B-movie buffs will delight in spotting favourite second-rate character actors like John Agar and Richard Jaeckel amongst the cast of largely unknowns. While packed with bouts of crap Kung-Fu, cardboard acting and bland stunts, THE AMAZING MR. NO LEGS oozes with incredibly offbeat scenes like a barroom brawl with a crossdresser and a dwarf or the crazed hoodlum who attacks a car with what looks like an oversized plastic ornamental sword. While the narrative may resemble a 1970s ‘TV movie of the week’ quality, lines like “he’s a pusher alright but what he’s pushing, you stroke . . . not smoke” are memorably amusing.
The remarkably accomplished Ted Vollrath was a former marine who had lost his legs during the Korean War. He went on to earn a Black Belt in Karate and established the Martial Arts for the Handicapped Incorporated. And he seems to be having a swell time in THE AMAZING MR NO LEGS, doing push-ups on his wheelchair while blond gangster molls stare on in admiration.
Of course, there’s the legendary fight scene where his muscular torso springs from the confines of his wheelchair and, with a bloodcurdling battle-cry, pulverises several would-be assassins. The rest he wrestles into a swimming pool to mercilessly drown them.
Revisiting THE AMAZING MR NO LEGS had me recalling late 70s Eastern film schlock like CRIPPLED MASTERS (1979) which showcased actors with varying disabilities who learn the martial arts to avenge themselves against a bullying society. Ever since Tod Browning’s FREAKS (1932) there has been a sensitivity about how people with disabilities appear in films – specifically horror films – and how they are portrayed, from carnival sideshow attractions in Jack Cardiff’s THE MUTATIONS aka THE FREAKMAKER (1973) to the denizens of hell itself as in Michael Winner’s THE SENTINEL (1977).

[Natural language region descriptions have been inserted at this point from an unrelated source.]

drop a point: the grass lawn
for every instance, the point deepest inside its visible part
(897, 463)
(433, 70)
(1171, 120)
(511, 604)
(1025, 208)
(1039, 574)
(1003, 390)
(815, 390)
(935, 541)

The role of Lou No Legs is a showcase for the incredible physical abilities of Mr. Vollrath, but the film THE AMAZING MR. NO LEGS is uninspired and banal. Despite being the titular character and pivotal to the story, Vollrath is only a secondary character which does bring the title THE AMAZING MR. NO LEGS into question. Without Vollrath whose character is underutilised and the title where his character’s name is maximized, all that’s left, sadly, is a tedious crime drama with several unforgettable scenes.